The recommendations for the person once the pancreas is healed will be not to smoke or drink any alcohol. Moreover, the patients are not allowed to eat fatty meals. When the cause of pancreatitis is not clear, there might be needed addition tests to make sure that they will find the correct diagnosis.
Therapeutic Endoscopic Retrograde Cholangiopancreatography (ERCP) for Acute and Chronic Pancreatitis
ERCP is a specialized technique used to view the pancreas, gallbladder, and bile ducts, It is also used to treat complications of acute and chronic pancreatitis. Once the doctor suspects that the patient is dealing with narrowing of the pancreatic duct or bile ducts, he will perform ERCP.
After lightly sedating the patient and giving medication to numb the throat, the doctor inserts an endoscope. This is a long, flexible, lighted tube with a camera. The doctor inserts it through the mouth, throat, and stomach into the small intestine. The endoscope is connected to a computer and screen. The doctor guides the endoscope and injects a special dye into the pancreatic or bile ducts that help the pancreas, gallbladder, and bile ducts appear on the screen while x rays are taken.
When the doctors are performing ERCP, the following procedures can be made:
- Sphincterotomy used to create a tiny cut to enlarge the duct opening by using a small wire on the endoscope.
- Gallstone removal. The endoscope is used to remove pancreatic or bile duct stones with a tiny basket. Gallstone removal is sometimes performed along with a sphincterotomy.

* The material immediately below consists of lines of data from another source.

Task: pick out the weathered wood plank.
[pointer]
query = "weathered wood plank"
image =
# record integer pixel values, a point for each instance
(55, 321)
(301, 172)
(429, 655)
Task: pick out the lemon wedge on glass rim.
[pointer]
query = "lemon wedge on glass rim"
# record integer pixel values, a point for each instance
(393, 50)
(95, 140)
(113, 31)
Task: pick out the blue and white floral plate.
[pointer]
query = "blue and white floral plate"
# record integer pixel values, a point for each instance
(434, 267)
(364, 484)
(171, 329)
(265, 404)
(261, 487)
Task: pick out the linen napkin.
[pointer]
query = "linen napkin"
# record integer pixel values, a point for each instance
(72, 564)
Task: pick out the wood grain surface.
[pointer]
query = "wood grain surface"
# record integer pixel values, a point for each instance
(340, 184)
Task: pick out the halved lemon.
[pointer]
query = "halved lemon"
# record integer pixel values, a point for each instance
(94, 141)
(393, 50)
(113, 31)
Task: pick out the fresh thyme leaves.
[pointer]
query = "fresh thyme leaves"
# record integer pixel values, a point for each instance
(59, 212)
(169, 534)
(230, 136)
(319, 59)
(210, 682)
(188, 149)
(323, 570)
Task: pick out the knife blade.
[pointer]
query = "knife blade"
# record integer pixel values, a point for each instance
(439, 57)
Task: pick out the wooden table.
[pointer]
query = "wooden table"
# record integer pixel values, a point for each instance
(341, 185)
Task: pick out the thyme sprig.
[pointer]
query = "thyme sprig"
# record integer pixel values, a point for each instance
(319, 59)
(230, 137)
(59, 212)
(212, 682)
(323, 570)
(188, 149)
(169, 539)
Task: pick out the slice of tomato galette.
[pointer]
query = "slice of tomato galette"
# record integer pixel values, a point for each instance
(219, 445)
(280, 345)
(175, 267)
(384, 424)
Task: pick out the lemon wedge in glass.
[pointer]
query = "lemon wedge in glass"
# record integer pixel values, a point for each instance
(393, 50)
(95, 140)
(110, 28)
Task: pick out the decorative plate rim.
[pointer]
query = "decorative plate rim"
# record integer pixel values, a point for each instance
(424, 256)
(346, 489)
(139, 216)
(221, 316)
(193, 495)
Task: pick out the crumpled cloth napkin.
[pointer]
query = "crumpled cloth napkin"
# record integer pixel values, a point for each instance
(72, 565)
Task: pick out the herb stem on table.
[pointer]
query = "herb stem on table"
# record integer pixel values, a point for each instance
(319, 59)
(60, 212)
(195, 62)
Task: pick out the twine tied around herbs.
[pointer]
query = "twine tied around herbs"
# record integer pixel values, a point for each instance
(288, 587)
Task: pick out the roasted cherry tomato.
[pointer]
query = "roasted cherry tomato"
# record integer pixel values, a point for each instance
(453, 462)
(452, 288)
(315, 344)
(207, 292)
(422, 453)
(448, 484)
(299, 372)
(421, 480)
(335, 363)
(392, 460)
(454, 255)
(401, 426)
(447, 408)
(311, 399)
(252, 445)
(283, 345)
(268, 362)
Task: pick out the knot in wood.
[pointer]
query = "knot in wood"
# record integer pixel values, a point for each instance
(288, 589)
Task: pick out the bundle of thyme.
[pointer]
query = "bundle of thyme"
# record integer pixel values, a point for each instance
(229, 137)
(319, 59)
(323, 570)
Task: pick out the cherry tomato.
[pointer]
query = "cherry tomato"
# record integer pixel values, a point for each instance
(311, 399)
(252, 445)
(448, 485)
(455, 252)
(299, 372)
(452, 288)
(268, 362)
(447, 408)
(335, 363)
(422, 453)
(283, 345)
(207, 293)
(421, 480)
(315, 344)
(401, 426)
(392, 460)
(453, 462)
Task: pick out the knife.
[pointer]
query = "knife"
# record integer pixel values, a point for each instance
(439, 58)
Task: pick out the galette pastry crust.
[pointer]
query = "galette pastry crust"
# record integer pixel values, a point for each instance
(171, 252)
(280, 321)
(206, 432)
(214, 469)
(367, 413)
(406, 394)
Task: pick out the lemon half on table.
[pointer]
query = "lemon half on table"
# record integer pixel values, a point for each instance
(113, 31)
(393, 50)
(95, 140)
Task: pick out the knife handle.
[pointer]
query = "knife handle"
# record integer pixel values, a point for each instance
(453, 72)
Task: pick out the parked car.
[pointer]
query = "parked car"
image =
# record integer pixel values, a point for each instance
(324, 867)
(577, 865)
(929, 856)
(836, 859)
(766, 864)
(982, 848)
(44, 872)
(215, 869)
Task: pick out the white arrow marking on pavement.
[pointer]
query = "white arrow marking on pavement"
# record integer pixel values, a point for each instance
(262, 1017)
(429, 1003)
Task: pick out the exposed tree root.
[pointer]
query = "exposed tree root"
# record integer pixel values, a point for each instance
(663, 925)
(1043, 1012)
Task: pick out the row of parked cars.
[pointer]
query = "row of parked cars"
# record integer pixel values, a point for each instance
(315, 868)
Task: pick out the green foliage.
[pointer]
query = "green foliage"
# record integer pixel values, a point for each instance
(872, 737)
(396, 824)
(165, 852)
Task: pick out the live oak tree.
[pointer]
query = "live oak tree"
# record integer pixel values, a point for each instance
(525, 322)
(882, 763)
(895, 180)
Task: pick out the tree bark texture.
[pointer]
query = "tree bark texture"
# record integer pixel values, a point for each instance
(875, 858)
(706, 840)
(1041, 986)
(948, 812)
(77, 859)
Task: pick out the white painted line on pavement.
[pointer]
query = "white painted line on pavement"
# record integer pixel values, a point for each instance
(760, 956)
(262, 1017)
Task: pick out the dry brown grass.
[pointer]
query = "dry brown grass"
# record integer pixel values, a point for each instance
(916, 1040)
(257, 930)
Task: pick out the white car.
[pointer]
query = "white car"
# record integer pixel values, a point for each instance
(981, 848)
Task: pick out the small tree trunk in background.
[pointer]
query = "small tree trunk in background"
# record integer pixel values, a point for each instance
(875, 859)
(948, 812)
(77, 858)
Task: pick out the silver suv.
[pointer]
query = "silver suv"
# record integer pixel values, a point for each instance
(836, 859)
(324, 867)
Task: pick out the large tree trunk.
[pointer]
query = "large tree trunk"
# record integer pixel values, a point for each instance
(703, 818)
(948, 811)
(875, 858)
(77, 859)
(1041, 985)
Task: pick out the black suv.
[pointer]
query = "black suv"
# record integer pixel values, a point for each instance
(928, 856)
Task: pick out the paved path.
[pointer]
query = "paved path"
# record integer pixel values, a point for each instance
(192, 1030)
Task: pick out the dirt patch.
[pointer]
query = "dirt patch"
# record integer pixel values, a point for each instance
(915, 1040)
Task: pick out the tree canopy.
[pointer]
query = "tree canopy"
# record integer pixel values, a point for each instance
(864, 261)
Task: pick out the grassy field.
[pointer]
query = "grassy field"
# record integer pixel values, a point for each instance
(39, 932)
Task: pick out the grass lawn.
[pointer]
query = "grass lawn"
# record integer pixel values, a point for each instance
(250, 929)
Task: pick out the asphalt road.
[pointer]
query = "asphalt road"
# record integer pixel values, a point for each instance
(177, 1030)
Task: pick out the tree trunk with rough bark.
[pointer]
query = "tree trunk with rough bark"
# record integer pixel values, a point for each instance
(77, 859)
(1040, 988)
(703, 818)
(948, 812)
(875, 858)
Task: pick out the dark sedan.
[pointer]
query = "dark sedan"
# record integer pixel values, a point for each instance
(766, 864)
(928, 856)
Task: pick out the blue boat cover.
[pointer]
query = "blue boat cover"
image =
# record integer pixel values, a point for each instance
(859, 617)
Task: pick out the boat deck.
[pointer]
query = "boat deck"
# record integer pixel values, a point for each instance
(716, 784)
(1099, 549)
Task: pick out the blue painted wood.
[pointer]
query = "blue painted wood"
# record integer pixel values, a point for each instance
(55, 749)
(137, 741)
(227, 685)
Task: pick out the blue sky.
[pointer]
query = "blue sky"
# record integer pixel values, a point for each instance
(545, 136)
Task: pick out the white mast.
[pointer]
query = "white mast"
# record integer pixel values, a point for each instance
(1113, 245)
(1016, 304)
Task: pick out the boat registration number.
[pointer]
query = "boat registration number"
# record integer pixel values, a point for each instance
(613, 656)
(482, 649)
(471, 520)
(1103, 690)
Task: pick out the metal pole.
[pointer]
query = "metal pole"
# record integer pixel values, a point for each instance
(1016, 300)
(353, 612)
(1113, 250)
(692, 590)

- Stent placement. Using the endoscope, the doctor places a tiny piece of plastic or metal that looks like a straw in a narrowed pancreatic or bile duct to keep it open.
- Balloon dilatation. Some endoscopes have a small balloon that the doctor uses to dilate, or stretch, a narrowed pancreatic or bile duct. A temporary stent may be placed for a few months to keep the duct open.
When the patient is dealing with chronic pancreatitis, the patient will require hospitalization for pain management, IV hydration, and nutritional support. When the person is losing weight, nasogastric feedings may be necessary for several weeks.
The synthetic pancreatic enzymes are also prescribed to help the pancreas secrete enough of these enzymes.The doctor’s recommendation might be to take these enzymes during every meal. They help the patient to digest food and regain some weight. The next action will be to establish together with the patient a nutrition diet. The diet should be low in fat and include frequent and small meals. The dietitian has a very important role at this stage. Moreover, in order to cope with chronic pancreatitis, the patient will have to drink plenty of fluids and limit the intake of caffeine.
People with chronic pancreatitis are strongly advised not to smoke or consume alcoholic beverages, even if the pancreatitis is mild or in the early stages.